Was FDR right when he said “The only thing we have to fear is fear itself”? How many times have you seen this bumper sticker? It’s really not that hard to slap a bumper sticker on the back of your jacked up 4×4 and think you’re a badass. Some of the clowns rolling around in my neck of the woods adorn their mud-mobiles with bumper stickers and a healthy set of bumper nuts. Even these guys don’t have what it takes to handle the top 10 scariest hobbies. I assure you that any of the next 10 hobbies, bumper nuts or not, will loosen up your sphincter for at least a split second.
10. Sky Diving
Anyone will tell you the scariest part of sky diving is right before you leave the plane. After that it’s just the thrill of a lifetime.
9. Kayak Shark Fishing
Shark fishing from the beach is one thing, but pulling an 8′ shark onto your kayak is completely another. Just how crazy do you have to be to let one of these guys pull you around the ocean?
8. Rattlesnake Roundup
The gimmick at a rattlesnake roundup is to go out and hunt down as many rattlesnakes as possible. Every year there are some 20,000 snakes pulled from their dens, weighed in, milked for their venom then cooked up for the masses.
7. Cave Diving
You might not think cave diving would be that scary until you’re there. Its easy to get lost, hung up on the rocks, or just simply run out of air due to lingering a bit too long with breathtaking views like this.
6. Glacier Surfing
Okay. Head to Alaska and find your favorite glacier. Wait around in freezing cold water… for it to break off. When it does, ride the tidal wave on a surf board while the ice chases you down. Holy Crap!
5. Storm Chasing
Getting up close and personal with a tornado isn’t my idea of a good time.
4. Bull Fighting
Matadors and the thousands of yearly participants in the Running of the Bulls festival all have one thing in common. They love the bulls. I just don’t get it. Sure you can dodge him a couple times but eventually he’s gonna slip that horn in your sweet spot. See, I told you we’d loosen up that sphincter.
3. Lion Hunting
Hunting. Not so scary. Becoming part of the food chain…now that’s scary! It just goes to show you how scary nature can be.
2. MMA Fight
Sure these guys are million dollar prize fighters, but there are thousands of kids out there doing this as their hobby. Don’t get me wrong, I love a good MMA match. I just can’t imagine taking a punch from these animals let alone a submission hold where my sphincter starts leaking 😉 Several guys I’ve talked to say it doesn’t hurt after the first punch. Give me a break.

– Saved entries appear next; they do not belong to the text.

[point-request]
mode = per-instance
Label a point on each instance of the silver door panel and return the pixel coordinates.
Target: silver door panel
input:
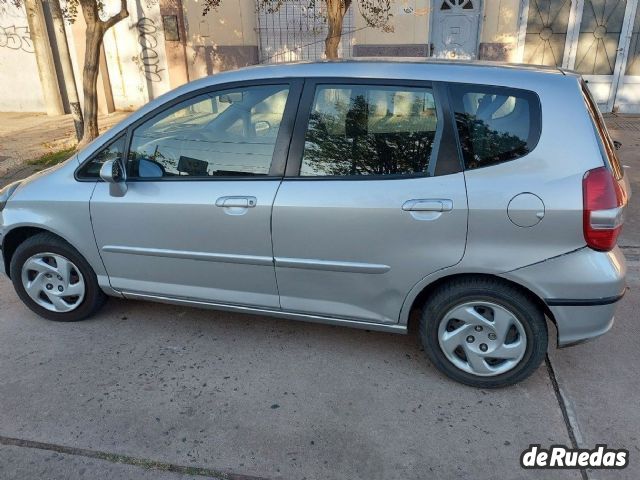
(346, 248)
(170, 238)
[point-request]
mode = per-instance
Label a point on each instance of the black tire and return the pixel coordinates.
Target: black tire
(94, 297)
(456, 292)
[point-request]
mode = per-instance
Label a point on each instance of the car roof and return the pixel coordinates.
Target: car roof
(481, 72)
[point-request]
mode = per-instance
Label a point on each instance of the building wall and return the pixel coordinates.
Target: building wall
(499, 30)
(223, 39)
(165, 43)
(408, 37)
(18, 68)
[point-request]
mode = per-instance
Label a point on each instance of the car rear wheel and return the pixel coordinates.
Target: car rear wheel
(483, 332)
(54, 280)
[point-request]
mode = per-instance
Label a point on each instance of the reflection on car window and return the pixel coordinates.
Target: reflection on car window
(228, 133)
(113, 151)
(495, 124)
(369, 130)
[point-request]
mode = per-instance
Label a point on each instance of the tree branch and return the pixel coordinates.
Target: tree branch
(121, 15)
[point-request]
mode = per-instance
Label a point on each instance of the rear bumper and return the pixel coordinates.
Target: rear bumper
(581, 289)
(577, 324)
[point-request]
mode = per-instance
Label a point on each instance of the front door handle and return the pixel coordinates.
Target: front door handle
(428, 205)
(238, 202)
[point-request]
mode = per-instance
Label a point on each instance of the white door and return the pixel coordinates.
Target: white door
(455, 28)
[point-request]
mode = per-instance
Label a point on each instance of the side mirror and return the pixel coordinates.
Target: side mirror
(113, 173)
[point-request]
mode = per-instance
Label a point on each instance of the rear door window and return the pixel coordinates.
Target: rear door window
(369, 130)
(495, 124)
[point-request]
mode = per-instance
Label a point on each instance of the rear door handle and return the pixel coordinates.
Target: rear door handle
(428, 205)
(238, 202)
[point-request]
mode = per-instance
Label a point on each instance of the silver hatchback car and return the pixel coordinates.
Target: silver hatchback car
(350, 193)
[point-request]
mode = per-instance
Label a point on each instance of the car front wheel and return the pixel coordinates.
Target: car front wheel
(54, 280)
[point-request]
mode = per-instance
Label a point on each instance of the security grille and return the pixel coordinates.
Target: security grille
(547, 26)
(297, 32)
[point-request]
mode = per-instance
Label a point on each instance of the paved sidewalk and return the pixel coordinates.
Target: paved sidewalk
(25, 136)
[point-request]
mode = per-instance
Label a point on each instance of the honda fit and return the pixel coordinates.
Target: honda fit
(487, 197)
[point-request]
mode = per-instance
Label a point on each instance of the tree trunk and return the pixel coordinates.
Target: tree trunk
(90, 82)
(336, 10)
(67, 67)
(94, 34)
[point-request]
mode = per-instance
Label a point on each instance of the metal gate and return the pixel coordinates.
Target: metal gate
(297, 32)
(589, 36)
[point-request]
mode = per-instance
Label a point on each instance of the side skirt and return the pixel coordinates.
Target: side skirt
(304, 317)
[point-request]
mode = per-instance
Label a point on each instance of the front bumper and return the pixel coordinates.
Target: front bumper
(581, 289)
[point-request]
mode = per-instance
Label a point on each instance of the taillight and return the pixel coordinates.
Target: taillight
(603, 209)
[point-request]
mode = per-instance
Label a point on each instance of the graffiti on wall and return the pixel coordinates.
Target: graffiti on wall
(149, 59)
(16, 38)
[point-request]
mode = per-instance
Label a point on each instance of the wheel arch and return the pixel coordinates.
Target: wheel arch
(421, 292)
(17, 235)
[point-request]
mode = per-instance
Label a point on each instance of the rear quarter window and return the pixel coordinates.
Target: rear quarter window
(495, 124)
(607, 148)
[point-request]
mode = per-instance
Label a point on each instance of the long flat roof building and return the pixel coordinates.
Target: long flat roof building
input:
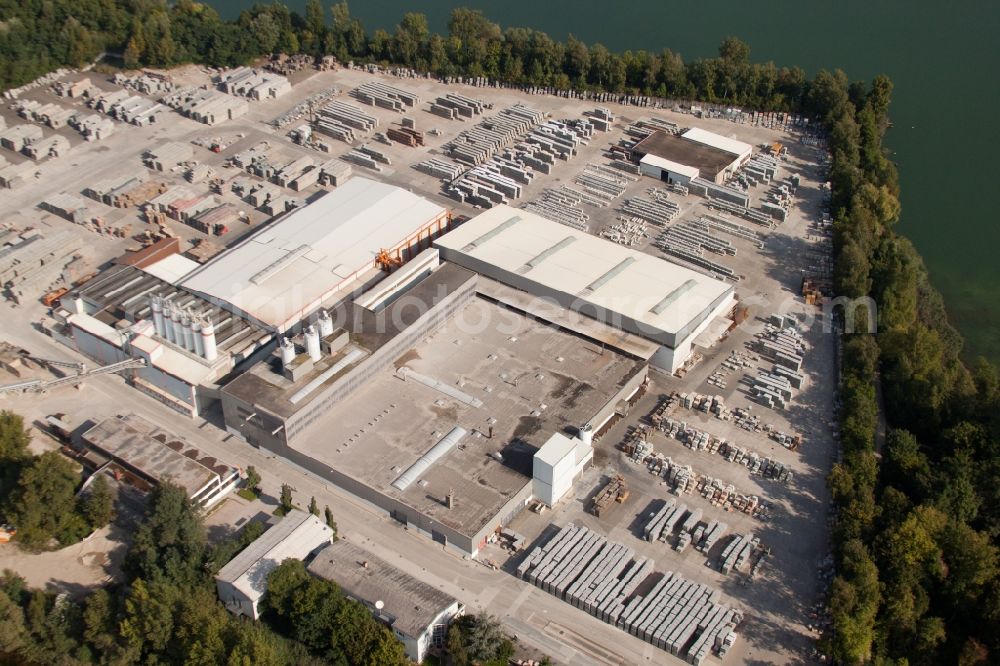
(629, 290)
(694, 153)
(241, 584)
(153, 455)
(289, 268)
(417, 613)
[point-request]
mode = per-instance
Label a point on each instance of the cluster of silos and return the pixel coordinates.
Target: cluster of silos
(188, 330)
(312, 335)
(602, 577)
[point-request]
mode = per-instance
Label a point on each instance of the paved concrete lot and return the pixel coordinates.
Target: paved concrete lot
(776, 602)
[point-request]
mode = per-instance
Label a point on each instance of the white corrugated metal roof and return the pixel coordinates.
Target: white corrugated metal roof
(718, 141)
(556, 448)
(664, 299)
(172, 268)
(286, 269)
(298, 534)
(669, 165)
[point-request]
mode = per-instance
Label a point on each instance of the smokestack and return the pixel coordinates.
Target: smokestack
(312, 343)
(325, 324)
(199, 344)
(188, 336)
(174, 333)
(287, 352)
(208, 340)
(156, 305)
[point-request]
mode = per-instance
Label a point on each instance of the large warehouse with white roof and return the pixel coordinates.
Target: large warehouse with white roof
(288, 269)
(660, 301)
(695, 153)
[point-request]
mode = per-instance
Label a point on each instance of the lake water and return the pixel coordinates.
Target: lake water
(942, 59)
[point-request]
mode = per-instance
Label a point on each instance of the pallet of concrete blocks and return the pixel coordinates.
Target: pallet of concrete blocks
(601, 577)
(478, 144)
(602, 119)
(406, 136)
(656, 212)
(681, 477)
(376, 93)
(349, 115)
(459, 105)
(713, 532)
(737, 553)
(444, 169)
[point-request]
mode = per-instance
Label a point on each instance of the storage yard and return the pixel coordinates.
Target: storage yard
(697, 530)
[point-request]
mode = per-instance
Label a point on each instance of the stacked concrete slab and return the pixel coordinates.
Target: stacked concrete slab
(477, 144)
(601, 577)
(340, 120)
(376, 93)
(453, 106)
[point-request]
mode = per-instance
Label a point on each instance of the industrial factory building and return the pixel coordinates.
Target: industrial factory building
(433, 402)
(417, 613)
(195, 324)
(134, 309)
(695, 153)
(649, 298)
(319, 253)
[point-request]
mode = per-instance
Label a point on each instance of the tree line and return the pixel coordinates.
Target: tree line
(41, 35)
(917, 522)
(41, 497)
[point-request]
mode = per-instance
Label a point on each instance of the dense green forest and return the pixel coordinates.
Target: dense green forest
(39, 494)
(918, 521)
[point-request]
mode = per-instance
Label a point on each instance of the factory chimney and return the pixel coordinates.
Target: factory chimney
(186, 335)
(312, 343)
(156, 305)
(287, 352)
(199, 344)
(325, 323)
(174, 333)
(208, 340)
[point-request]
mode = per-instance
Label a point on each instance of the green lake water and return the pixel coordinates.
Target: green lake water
(942, 57)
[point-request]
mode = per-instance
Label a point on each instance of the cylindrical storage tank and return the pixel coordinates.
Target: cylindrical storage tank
(287, 352)
(312, 343)
(174, 328)
(156, 305)
(187, 337)
(325, 324)
(199, 345)
(208, 340)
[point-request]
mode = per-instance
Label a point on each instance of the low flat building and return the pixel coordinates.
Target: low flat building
(241, 584)
(151, 455)
(417, 613)
(692, 154)
(557, 464)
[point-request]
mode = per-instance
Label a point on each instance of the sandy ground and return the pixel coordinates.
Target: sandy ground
(776, 603)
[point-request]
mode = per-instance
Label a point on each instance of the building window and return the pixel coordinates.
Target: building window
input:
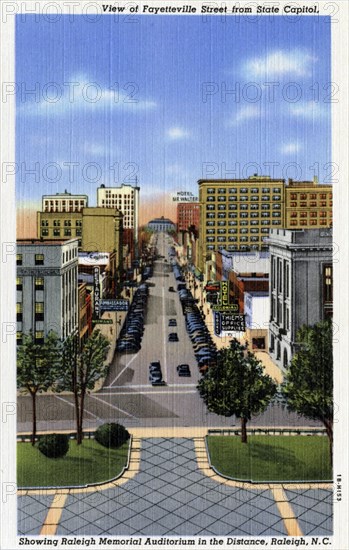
(39, 311)
(39, 336)
(39, 283)
(19, 311)
(328, 283)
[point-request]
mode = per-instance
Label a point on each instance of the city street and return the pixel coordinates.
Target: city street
(127, 395)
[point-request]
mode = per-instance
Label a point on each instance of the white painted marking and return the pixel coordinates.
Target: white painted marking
(112, 406)
(123, 370)
(150, 392)
(72, 405)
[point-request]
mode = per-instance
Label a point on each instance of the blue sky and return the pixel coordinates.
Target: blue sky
(151, 98)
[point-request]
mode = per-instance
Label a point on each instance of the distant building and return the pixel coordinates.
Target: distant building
(64, 202)
(161, 224)
(47, 288)
(301, 286)
(236, 215)
(188, 214)
(308, 205)
(126, 199)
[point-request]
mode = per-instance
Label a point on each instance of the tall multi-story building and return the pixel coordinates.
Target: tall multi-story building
(64, 202)
(237, 214)
(308, 205)
(188, 214)
(124, 198)
(161, 224)
(47, 288)
(301, 286)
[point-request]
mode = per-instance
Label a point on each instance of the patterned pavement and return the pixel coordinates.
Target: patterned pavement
(171, 496)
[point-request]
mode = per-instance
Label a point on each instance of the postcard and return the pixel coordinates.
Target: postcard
(174, 298)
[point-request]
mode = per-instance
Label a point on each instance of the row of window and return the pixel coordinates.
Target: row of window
(311, 204)
(243, 206)
(243, 198)
(233, 190)
(311, 214)
(304, 196)
(57, 223)
(38, 335)
(38, 260)
(38, 282)
(39, 311)
(57, 232)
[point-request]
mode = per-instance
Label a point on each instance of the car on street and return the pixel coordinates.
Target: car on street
(155, 378)
(183, 370)
(155, 366)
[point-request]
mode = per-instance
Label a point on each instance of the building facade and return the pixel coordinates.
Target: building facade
(301, 286)
(124, 198)
(237, 214)
(188, 214)
(64, 202)
(308, 205)
(161, 224)
(47, 288)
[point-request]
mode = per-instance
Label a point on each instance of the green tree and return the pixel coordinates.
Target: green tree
(308, 386)
(37, 368)
(81, 369)
(236, 385)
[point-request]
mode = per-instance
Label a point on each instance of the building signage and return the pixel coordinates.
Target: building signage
(232, 323)
(224, 294)
(226, 324)
(96, 289)
(184, 196)
(230, 308)
(114, 305)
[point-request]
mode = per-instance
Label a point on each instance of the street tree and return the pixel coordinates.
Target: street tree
(37, 368)
(308, 386)
(81, 369)
(236, 385)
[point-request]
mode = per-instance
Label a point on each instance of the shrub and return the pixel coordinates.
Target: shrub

For those of you not familiar, noodling is basically fishing with your hands. A noodler feels around the snake infested water with his hands and feet for a large hole. Then usually goes underwater to ram their fist down a catfish’s throat. The catfish (the largest of which can be 50-70 lbs.), will latch on to the fisherman’s hand, trying to protect it’s comfy home. The noodler then has the task of dragging their catch (still latched onto their arm) out of the water and either onto shore, or into a boat. On the plus side, if they manage do all of this before they run out of air, and then retrieve their arm from the grip of the catfish’s many teeth… well, they’ve got dinner for a week.